Lemony Ricotta filled Crepes with Fresh Strawberries

Lemony Ricotta filled Crepes with Fresh Strawberries

Crêpe battercrepe.jpg

3 large eggs

1/2 cup milk

2 tbsp melted butter

1/8 cup water

1/2 cup all purpose flour

1/2 tsp baking powder

1 1/2 tsp sugar

1 tsp vanilla

1/2 pound fresh strawberries, hulled and sliced

Filling

1 lb ricotta (you can use light ricotta if you prefer)

2 eggs beaten

zest and juice of one lemon

1/3 cup sugar

Whisk together eggs, milk, water and butter. Sift together flour and baking powder, add in to wet mixture with sugar.
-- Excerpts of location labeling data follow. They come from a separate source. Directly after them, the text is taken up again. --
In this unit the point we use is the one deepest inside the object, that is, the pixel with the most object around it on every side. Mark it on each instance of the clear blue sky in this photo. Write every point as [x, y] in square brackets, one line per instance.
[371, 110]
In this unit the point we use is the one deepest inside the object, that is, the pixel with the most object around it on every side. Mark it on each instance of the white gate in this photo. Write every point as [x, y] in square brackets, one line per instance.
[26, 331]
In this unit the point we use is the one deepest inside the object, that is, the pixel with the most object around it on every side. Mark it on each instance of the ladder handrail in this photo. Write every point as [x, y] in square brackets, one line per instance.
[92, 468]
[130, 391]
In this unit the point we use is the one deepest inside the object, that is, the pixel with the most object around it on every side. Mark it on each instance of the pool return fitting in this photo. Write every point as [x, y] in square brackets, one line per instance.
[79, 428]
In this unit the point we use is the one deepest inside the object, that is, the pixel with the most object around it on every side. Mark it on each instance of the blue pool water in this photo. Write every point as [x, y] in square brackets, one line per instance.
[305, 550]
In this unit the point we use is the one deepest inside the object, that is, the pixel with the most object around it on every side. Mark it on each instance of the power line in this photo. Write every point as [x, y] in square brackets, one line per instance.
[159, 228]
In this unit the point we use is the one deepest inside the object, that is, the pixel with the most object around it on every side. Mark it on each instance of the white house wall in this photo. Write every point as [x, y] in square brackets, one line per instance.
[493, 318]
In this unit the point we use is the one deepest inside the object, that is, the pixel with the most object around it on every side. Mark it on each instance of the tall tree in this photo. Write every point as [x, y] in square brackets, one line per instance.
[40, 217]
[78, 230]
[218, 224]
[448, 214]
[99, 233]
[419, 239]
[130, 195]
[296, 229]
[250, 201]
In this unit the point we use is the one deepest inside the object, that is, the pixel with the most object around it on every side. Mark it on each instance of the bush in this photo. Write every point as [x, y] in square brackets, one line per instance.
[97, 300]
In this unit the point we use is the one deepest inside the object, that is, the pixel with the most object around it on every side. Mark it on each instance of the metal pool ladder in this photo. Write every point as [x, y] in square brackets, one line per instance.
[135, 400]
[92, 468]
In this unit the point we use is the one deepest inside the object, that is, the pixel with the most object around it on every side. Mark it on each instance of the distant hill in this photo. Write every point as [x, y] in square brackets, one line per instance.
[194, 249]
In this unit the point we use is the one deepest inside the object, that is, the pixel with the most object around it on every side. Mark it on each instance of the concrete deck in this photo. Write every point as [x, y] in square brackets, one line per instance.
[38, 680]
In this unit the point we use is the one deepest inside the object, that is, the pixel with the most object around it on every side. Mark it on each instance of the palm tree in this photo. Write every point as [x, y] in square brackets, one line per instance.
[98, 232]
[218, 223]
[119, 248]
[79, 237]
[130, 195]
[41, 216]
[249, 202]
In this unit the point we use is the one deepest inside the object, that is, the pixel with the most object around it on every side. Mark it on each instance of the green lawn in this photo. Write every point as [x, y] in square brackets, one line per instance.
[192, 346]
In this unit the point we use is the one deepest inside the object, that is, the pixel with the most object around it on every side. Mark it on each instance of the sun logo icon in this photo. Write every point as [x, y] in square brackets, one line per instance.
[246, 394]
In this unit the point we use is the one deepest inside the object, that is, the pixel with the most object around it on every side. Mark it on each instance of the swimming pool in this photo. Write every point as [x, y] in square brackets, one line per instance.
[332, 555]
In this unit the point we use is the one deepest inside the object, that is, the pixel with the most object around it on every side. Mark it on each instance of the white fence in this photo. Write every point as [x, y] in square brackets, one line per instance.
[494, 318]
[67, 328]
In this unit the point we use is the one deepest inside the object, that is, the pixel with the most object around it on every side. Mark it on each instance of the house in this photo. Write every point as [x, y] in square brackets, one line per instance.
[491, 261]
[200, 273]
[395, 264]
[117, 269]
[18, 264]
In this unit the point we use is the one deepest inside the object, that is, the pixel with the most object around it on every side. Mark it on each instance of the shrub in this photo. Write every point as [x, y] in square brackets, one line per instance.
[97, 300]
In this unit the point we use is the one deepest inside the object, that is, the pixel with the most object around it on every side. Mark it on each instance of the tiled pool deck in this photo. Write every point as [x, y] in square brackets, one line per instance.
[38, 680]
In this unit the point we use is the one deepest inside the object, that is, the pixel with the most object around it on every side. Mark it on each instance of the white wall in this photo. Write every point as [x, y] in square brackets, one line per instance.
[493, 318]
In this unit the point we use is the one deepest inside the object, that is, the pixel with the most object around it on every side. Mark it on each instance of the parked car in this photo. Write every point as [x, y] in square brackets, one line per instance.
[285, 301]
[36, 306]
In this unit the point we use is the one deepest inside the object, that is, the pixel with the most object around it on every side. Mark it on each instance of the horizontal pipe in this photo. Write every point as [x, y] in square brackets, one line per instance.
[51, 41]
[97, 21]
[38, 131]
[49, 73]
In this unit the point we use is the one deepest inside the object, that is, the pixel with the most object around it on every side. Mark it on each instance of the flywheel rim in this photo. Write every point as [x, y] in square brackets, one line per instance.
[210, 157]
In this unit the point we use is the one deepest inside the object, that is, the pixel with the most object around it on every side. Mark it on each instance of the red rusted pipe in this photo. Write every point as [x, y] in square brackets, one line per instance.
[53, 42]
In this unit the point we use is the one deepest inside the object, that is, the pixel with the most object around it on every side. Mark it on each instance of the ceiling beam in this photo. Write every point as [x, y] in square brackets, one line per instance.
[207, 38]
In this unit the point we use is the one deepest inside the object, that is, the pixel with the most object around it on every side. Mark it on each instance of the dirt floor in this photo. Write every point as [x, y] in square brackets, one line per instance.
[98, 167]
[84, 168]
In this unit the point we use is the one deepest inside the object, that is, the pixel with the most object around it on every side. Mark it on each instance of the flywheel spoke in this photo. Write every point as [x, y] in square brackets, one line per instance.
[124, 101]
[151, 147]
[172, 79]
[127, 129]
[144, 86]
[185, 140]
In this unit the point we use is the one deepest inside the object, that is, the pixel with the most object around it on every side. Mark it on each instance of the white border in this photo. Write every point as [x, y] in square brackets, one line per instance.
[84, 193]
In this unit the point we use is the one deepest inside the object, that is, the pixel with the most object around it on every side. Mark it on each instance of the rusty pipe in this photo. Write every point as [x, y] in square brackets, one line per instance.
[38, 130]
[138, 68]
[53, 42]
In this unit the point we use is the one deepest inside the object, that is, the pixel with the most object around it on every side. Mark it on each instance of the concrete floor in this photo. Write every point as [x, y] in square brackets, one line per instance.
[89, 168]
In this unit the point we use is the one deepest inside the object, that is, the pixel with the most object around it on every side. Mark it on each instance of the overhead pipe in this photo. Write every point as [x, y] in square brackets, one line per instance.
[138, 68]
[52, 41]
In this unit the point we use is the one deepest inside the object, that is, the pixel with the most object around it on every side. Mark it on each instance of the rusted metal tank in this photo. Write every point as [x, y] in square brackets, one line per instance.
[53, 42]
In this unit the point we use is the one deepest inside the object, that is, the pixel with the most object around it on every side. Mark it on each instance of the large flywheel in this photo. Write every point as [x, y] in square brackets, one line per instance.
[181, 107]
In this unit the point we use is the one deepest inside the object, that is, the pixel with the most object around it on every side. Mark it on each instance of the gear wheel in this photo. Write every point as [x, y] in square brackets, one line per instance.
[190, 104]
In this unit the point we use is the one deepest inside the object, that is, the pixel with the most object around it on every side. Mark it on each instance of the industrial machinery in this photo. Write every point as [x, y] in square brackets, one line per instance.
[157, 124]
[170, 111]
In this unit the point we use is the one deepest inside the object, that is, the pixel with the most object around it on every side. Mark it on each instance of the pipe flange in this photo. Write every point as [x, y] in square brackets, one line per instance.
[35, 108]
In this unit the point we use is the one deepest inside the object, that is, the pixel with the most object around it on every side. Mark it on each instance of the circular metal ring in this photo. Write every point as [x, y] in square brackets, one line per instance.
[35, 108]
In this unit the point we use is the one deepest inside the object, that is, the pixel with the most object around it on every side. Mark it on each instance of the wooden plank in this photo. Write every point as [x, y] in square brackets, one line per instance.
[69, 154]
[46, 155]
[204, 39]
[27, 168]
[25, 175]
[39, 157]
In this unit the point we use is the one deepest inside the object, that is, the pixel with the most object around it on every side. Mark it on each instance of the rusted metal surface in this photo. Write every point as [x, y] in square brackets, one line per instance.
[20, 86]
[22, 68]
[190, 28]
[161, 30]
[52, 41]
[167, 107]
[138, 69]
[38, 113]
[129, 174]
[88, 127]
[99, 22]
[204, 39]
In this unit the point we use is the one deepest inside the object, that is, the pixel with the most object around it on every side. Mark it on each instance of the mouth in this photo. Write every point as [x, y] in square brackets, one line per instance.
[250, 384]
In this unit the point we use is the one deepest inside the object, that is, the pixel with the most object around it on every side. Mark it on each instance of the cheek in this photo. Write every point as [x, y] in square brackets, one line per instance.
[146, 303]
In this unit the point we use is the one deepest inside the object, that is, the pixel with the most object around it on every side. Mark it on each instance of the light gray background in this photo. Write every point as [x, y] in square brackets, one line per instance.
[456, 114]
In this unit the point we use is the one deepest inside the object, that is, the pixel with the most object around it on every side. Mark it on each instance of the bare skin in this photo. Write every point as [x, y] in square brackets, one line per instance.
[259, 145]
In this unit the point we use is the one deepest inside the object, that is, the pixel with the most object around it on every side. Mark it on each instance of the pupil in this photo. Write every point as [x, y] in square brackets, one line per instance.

Let sit for an hour.

Make filling by combining all ingredients and thoroughly mixing.

Heat a crêpe pan to medium heat, and grease with some butter. Add batter to pan slowly, about 1/4 cup, and swirl around to coat pan. Cook until bottom is light golden. Flip carefully and cook other side until lightly golden as well. Remove from pan and start process over. Makes about 6 crêpes.

Fill crêpes (you may have some filling remaining) one at a time, rolling each one and placing into a small baking dish. Heat at 350F until filling is warmed through 10 to 15 minutes.

Remove from pan garnish with fresh strawberries, and dust with icing sugar.